Agenda for Studio 2

  • Week 1-3: Data Extraction and Basics

Week 1: Introduction to SQL - Basic commands (SELECT, INSERT, UPDATE, DELETE).

Week 2: Advanced SQL: Joins, subqueries. Pandas in Python: Introduction, Data manipulation.

Week 3:Pandas: Filtering, aggregation. Introduction to Web Scraping with Scrapy.

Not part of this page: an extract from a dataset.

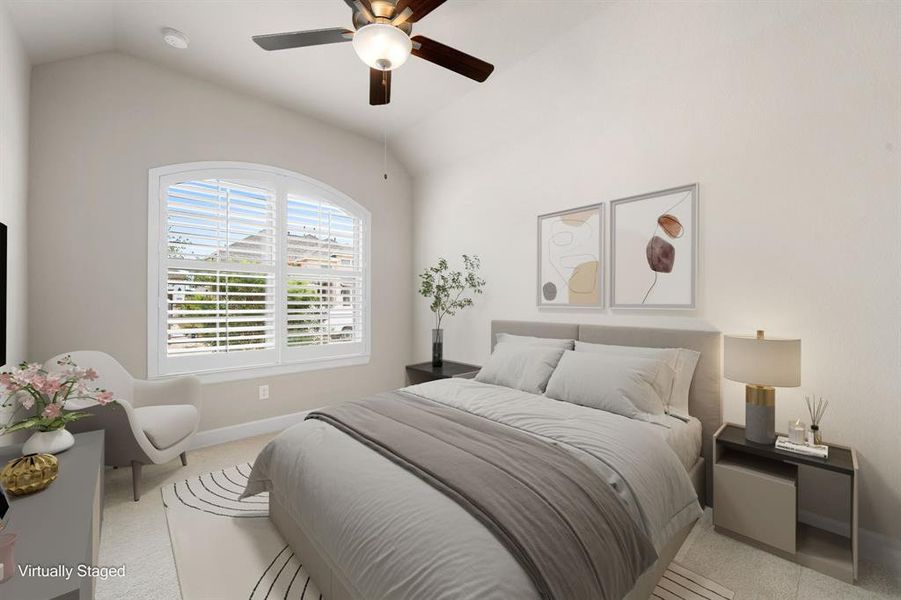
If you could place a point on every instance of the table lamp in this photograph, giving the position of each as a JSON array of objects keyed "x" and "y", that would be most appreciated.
[{"x": 763, "y": 364}]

  • Week 4-6: Data Cleaning and Preprocessing

Week 4: Handling Missing Data: Techniques like imputation, deletion. Data Transformation: Introduction to Normalization, scaling.

Week 5: Regular Expressions (Regex) for Data Cleaning. Continued Data Transformation Techniques.

Week 6: Data Cleaning with NumPy and Pandas: Practical examples. Sample notebooks on Regex and data cleaning.

  • Week 7-9: Data Modeling: Supervised Learning

Week 7: Linear Regression - Basics and assumptions.

Week 8: Classification Techniques: Logistic regression, decision trees. Regularization: Lasso and Ridge regression.

Week 9: Tree-Based Models: Decision trees, Random Forests. Brief comparison of XGBoost and LGBM.

  • Week 10-11: Model Explainability

Week 10: Complex Models vs. Interpretability. Introduction to SHAP Values.

Week 11: Feature Importance Techniques. Case Studies on model interpretability.

  • Week 12: Experiment Tracking and Management

Week 12: Introduction to MLflow and its components. Tracking Experiments with MLflow.

  • Week 13-15: Model Deployment

Week 13: Introduction to Docker for data science. Basics of building interactive apps with Streamlit/Gradio.

Week 14: Deployment Best Practices. Version control and CI/CD concepts.

Week 15: Deploying a simple model using Docker. Creating interactive demos with Streamlit/Gradio.